Se hace evidente que para el bailarín profesional el mundo del tango es mucho más grande que para el recién llegado al género. Donde un ser humano normal ve simples “zapatos” o “camisas”, un bailarín de tango encuentra una multitud de posibilidades fascinantes. Así, hay que estar atento a la base del tamango: cromo para parquet, goma para baldosa, suela para cemento. O al cuello de la camisa: está el clásico, el mao, el italiano, el palomita, el palomón... Y cada uno, aseguran, define un estilo.
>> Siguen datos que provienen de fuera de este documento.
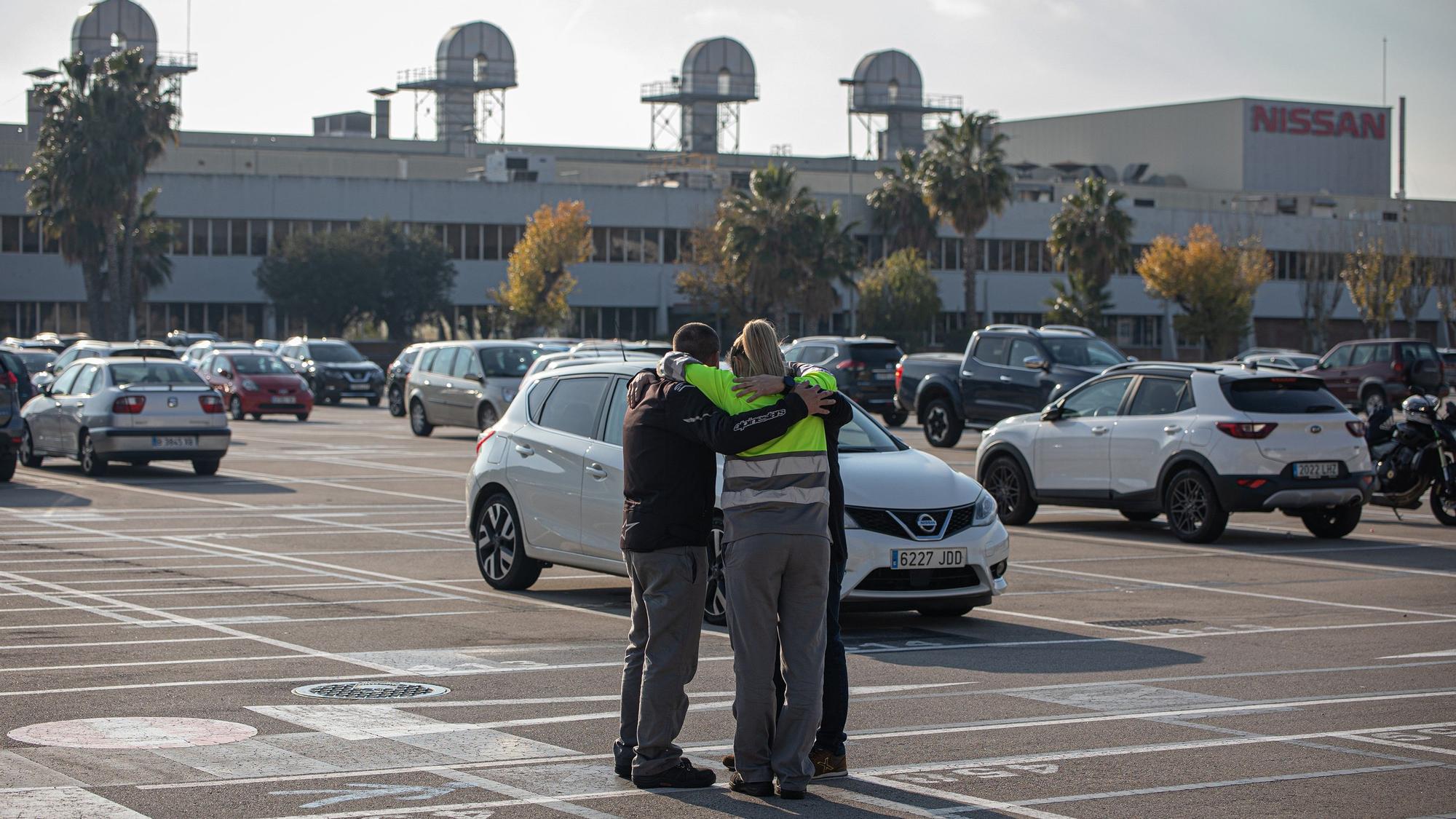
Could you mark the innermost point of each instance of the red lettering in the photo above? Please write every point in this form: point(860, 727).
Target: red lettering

En el rubro vestimenta, se destaca el stand del mismísimo Juan Carlos Copes, que hace un año patentó su apellido y fabrica todo para el bailarín y la bailarina. La marca Copes exhibe su prenda estrella: las camisas body Copes, que continúan hasta cubrir el calzoncillo, con prendedura entre las piernas, en forma de body o, como apunta un criollo de ley, por las verijas. Así, el bailarín puede dibujar sus cortes y quebradas con la tranquilidad de saber que no se le saldrá la camisa afuera del pantalón. Y todo sin perder la elegancia.
Para bajar tanta emoción, el visitante incauto enfila hacia el último stand del recorrido, que ofrece copas de vino. Allí descubre que el costo por copa oscila los 10 pesos, es decir, unos 2 pesos el sorbo. El precio es más apto para turistas con cambio a favor que para milongueros locales advenedizos. El bailarín novato se lleva una lección: el mundo del baile del tango es cada vez más largo y ancho, pero, como dice la propaganda, para ingresar hay que tener tarjeta de crédito.